Many staff members' research and teaching focuses on the broad subject of the Holocaust, and the result is a lively intellectual community that generates rich and sustained conversation and collaborative work. Our individual research ranges from the responses of Allied countries to representation of the Holocaust in television and film, music in the ghettos and camps, and an ambitious multi-volume project on comparative genocide. Within the broad scope of these and other on-going interdisciplinary projects a number of common themes emerge, including in particular the experiences and responses of ‘ordinary' Holocaust victims and refugees from Nazism, and the diverse legacies of the genocide in the post-war world.

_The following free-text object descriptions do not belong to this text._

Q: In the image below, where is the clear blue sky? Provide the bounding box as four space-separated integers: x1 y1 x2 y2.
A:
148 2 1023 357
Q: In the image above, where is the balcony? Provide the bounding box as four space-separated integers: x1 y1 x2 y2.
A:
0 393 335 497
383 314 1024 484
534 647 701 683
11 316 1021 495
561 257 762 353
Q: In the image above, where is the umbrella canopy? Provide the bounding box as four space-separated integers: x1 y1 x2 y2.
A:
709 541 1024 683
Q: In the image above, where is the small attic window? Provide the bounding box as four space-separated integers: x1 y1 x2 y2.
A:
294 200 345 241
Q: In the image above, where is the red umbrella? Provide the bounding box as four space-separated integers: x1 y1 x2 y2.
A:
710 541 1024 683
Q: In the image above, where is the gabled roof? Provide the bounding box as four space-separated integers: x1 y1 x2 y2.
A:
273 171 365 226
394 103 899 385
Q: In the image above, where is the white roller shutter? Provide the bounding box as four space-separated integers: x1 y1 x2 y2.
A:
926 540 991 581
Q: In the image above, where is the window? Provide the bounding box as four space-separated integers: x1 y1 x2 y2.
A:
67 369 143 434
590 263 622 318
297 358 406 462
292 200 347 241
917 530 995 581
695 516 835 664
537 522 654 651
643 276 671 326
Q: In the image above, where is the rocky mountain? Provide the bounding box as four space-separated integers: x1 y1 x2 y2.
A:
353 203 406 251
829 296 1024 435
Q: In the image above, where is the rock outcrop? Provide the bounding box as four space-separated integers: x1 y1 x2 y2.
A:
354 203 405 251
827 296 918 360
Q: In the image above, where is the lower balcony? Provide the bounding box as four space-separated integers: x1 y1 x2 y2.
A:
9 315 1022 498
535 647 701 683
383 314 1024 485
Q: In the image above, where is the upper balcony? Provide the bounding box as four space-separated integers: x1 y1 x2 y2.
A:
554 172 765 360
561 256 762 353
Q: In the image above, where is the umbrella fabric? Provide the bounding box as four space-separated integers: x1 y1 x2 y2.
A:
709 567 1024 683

The Parkes Institute is the home of the journals Holocaust Studies and Patterns of Prejudice as well as the newly-established British Association for Holocaust Studies. Members also contribute to advisory groups and forums in the UK and abroad related to Holocaust education and memorialisation. Our academic research informs a well-developed programme of educational initiatives, exhibitions, and electronic resources that challenge audiences to reflect on the individual consequences of discrimination and urge them to respond to the continuing contemporary dangers of genocide.

Shirli Gilbert

My research centres broadly on the Holocaust. I have published widely on music in the Nazi ghettos and camps as well as on issues relating to Holocaust memory, and my current research explores the ways in which the Holocaust shaped understandings of and responses to apartheid in South Africa (1948-1994).

James Jordan

My work takes me across a number of different fields that intersect with an interest and research expertise in Holocaust studies and education, Post-war Britain, museums and public history, film and television studies, history, race and racism.

Tony Kushner

My main research area is British Jewish history in the late 19th and 20th centuries covering the social history of British Jewry, immigration issues and responses to the Jews. I also have strong interests in the Holocaust (especially liberal democratic responses and post-war representation), refugee movements, immigration and ethnicity in modern British history and general issues of history, representation and the heritage industry.

Mark Levene

Though my background and teaching has been particularly in modern Jewish history, my major focus in the last decade has been in plotting and attempting to interpret the pattern of genocide in recent history. I feel strongly that the phenomenon cannot be viewed as a series of isolated aberrations, but rather as evidence of a much more serious systemic dysfunction in the nature of western-led international society as it has emerged in the last two to three hundred years.